Zu den unzähligen Vorzügen dieses Werks und seiner Aufführung gehört, wie Neumeier Anklänge an den geometrischen Stil und griechische Tanzschritte schafft, vor allem aber, wie er seine reiche Auswahl der einzeln erarbeiteten Episoden miteinander verbindet. Als Beispiel greife ich auf die Nausikaa-Szene zurück: Langsam wagen sich die anmutigen Mädchen aus ihrem Versteck hervor und kleiden Odysseus in die von ihnen gerade frisch gewaschenen Gewänder. Währenddessen bildet sich um sie ein Kreis von zwölf exotisch kostümierten Tänzer*innen, und schon steht – ohne den langen Weg vom Strand zum Palast des Alkinoos und der Arete – Odysseus weiß gekleidet mitten unter den vornehmen Phäaken. Dort gibt er sich, gerührt vom Gesang des Demodokos von Trojas Eroberung durch seine List mit dem hölzernen Pferd, zu erkennen und beginnt seine Erzählung.

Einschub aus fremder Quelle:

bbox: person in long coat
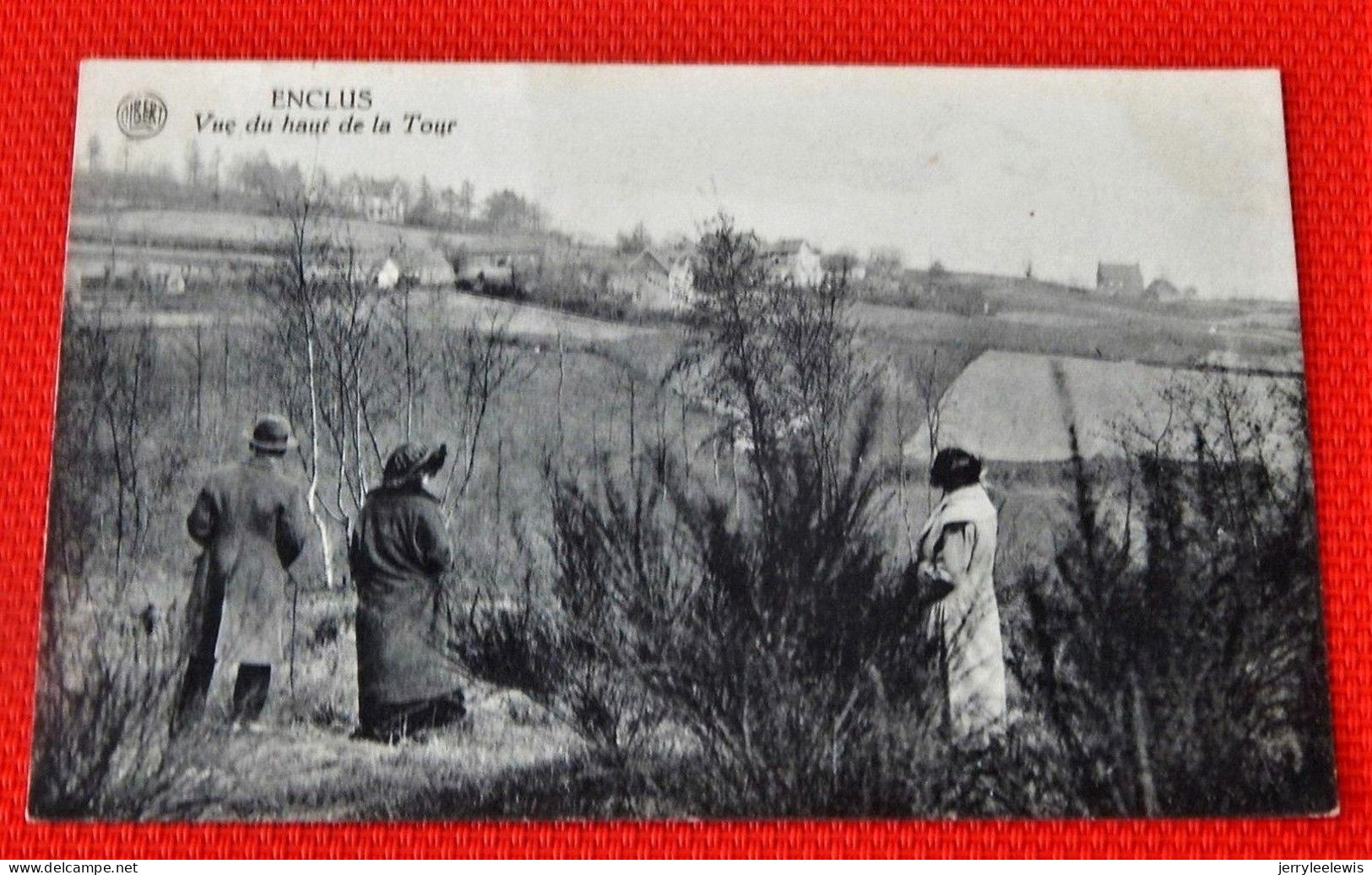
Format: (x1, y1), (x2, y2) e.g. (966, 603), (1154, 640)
(349, 443), (467, 742)
(918, 447), (1006, 741)
(177, 416), (310, 726)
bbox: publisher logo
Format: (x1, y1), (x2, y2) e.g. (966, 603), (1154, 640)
(116, 90), (167, 140)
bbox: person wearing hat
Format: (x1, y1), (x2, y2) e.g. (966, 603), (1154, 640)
(349, 443), (467, 742)
(177, 416), (310, 726)
(917, 447), (1006, 741)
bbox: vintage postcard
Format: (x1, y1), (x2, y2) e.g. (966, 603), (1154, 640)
(29, 60), (1337, 820)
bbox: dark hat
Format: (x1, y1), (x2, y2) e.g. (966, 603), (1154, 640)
(248, 414), (295, 453)
(929, 447), (981, 490)
(382, 443), (447, 484)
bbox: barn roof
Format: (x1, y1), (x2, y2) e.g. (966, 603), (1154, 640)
(904, 351), (1299, 462)
(1096, 262), (1143, 285)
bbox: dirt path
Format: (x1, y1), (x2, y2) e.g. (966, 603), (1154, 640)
(185, 693), (580, 820)
(73, 291), (668, 343)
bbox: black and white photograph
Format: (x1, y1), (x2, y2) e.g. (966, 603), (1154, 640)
(29, 60), (1337, 822)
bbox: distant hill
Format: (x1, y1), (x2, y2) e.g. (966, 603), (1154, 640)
(68, 209), (549, 262)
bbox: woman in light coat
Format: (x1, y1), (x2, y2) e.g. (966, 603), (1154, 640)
(917, 447), (1006, 741)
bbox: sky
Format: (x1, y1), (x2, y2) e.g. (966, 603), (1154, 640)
(74, 60), (1297, 301)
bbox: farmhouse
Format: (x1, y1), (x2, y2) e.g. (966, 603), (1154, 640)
(608, 250), (694, 310)
(904, 351), (1299, 462)
(1096, 262), (1143, 297)
(364, 180), (409, 225)
(762, 239), (825, 285)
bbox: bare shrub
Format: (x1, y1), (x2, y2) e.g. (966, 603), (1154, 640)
(1011, 378), (1334, 815)
(29, 580), (204, 818)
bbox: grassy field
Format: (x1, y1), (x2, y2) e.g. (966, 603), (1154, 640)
(40, 215), (1328, 820)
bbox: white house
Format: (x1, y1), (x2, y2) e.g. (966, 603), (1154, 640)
(762, 239), (825, 285)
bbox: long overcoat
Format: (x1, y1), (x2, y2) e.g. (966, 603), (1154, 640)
(187, 455), (310, 666)
(349, 481), (463, 705)
(919, 483), (1006, 738)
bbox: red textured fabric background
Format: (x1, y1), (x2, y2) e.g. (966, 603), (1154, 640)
(0, 0), (1372, 859)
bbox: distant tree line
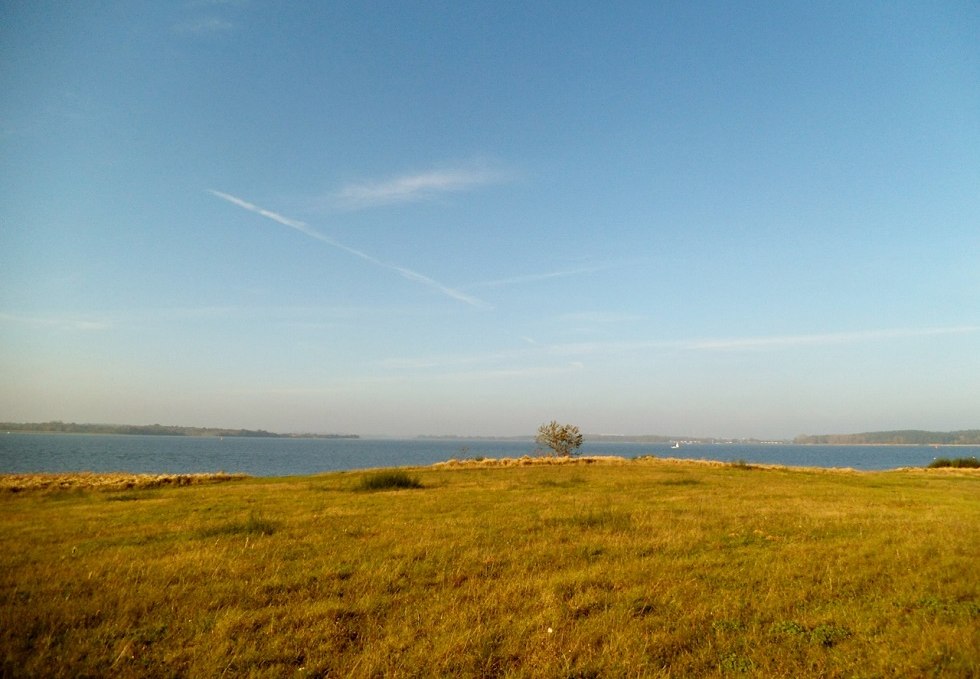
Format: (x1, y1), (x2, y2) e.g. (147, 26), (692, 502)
(0, 421), (358, 438)
(793, 429), (980, 446)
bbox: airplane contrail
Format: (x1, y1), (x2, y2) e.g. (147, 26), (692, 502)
(208, 189), (488, 307)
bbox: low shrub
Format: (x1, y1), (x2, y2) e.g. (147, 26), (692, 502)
(357, 471), (422, 491)
(929, 457), (980, 469)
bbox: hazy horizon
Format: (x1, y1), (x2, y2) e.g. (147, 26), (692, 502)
(0, 0), (980, 439)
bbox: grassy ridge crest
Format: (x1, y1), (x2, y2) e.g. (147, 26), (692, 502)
(0, 459), (980, 677)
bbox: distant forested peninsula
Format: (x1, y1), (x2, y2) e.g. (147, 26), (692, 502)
(0, 422), (360, 439)
(793, 429), (980, 446)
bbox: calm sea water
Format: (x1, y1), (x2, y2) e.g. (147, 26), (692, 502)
(0, 433), (980, 476)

Monumental hat Neumeier die „Odyssee“ in die Gegenwart geholt. Emblematisch auch im Ganzen! Denn er hat Bilder von Kriegen und Traumata unserer Zeit integriert, gleichzeitig aber mit seiner wunderbar motivierten Company das Publikum für die faszinierende Sphäre dieses homerischen Epos gewonnen! Man sollte es als eine Grundlage unserer Kultur kennen, zeitgemäß wie das Hamburg Ballett als Friedensappell exponieren, aber Homer nicht im Zuge falsch verstandener Demokratisierung aus den Lehrplänen streichen und so die Menschen berauben.

Karl-Peter Fürst


Lieber Herr Fürst, vielen Dank für Ihre wohlwollenden und ausführlich ergänzenden Kommentare. Vielleicht bin ich zu sehr geprägt von den früheren Darstellerinnen (wie im Text erwähnt: Anna Polikarpova und Anna Grabka), die in meinen Augen eine sehr viel größere Bühnenpräsenz und Ausdrucksstärke hatten als Charlotte Larzelere und Ida Praetorius. Für mich waren die beiden für die Anforderungen, die diese Rollen an sie stellten, zu farblos. Aber wie schön, dass Menschen das unterschiedlich sehen und einschätzen – und die Kommentarmöglichkeit hier gibt dem dann den nötigen Raum. Nochmals vielen Dank und herzliche Grüße - Annette Bopp


Lieber Herr Fürst, 

was mir eben noch auffiel: Sie waren am Sonntag in der Vorstellung, ich bei der Premiere am Samstag (24.2.) - vielleicht erklärt sich auch daraus der Unterschied in der Wahrnehmung. Die Vorstellungen können ja sehr unterschiedlich sein.